Modest growth forecast
Principals at Armstrong & Associates maintain that growth in the sector will be sustained, but sluggish. “After surveying our 3PL tracking group and seeing the final 2011 results, our initial estimate of 12.9 percent growth in the international transportation management [ITM] segment has been revised down,” says consultancy president Evan Armstrong.

“With the European economy in decline and Asia cooling, ocean freight revenues expanded slightly, but could barely counteract the decline in airfreight revenues.”

Armstrong notes that this is more of a continuation of 2010, with domestic transportation management doing well and the value-added warehousing and distribution segment remaining steady. “Beyond that, dedicated contract carriage, which is the most mature of the 3PL market segments, should be able to grow 4 percent as providers keep a lid on capacity and manage fleet asset additions.”

At the same time, Armstrong expects ITM net revenues to grow 3 percent in 2012. Domestic transportation management should continue to lead the way, with approximately 10 percent net revenue growth this year.

“It’s a good time to be an integrated 3PL with business in multiple 3PL segments,” says Armstrong. “Most large 3PLs have internal lead logistics providers [LLP] groups that tend to focus on process re-engineering, continuous improvement, and information technology deployment for improved ‘control tower’ supply chain management.”

Part of Armstrong’s forecast also suggests that most global 3PLs will conduct modal shifts away from airfreight and express modes to lower cost transportation alternatives to save money through the tepid economic recovery. “Tighter inbound transportation control and overall network optimization means that providers that can meet the required service standards will continue to be the 3PL leaders,” he adds.

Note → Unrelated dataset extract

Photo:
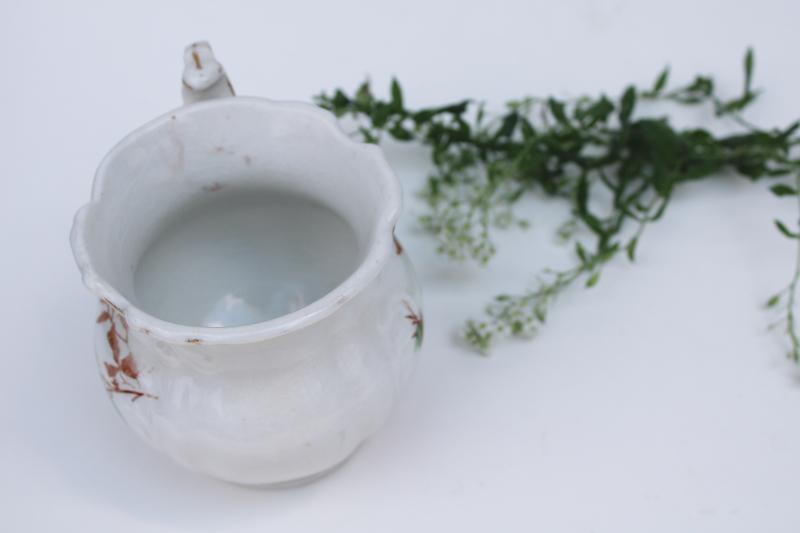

This may explain why there was no change among the seven leading global 3PLs in this year’s ranking. Like 2011, DHL Supply Chain & Global Forwarding leveraged its extensive integrated global footprint. Armstrong says that Kuehne + Nagle is still the largest “pure” ocean freight forwarder with over 2.9 million twenty-foot containers (TEUs) managed in 2011.

“C.H. Robinson Worldwide continues to expand globally and has added operations in Mumbai and Shanghai,” says Armstrong. “While still growing, one must remember that only 8 percent of Robinson’s revenues are derived outside of the United States.”

Advancing companies include Norbert Dentressangle, which is continuing to expand beyond Europe, and Toll Holdings, which has expanded its Southeast Asia operations and overall global network. Armstrong says that Agility has had the most dramatic decline, dropping from number 16 to number 21 mainly due to past legal complications with U.S. government clients.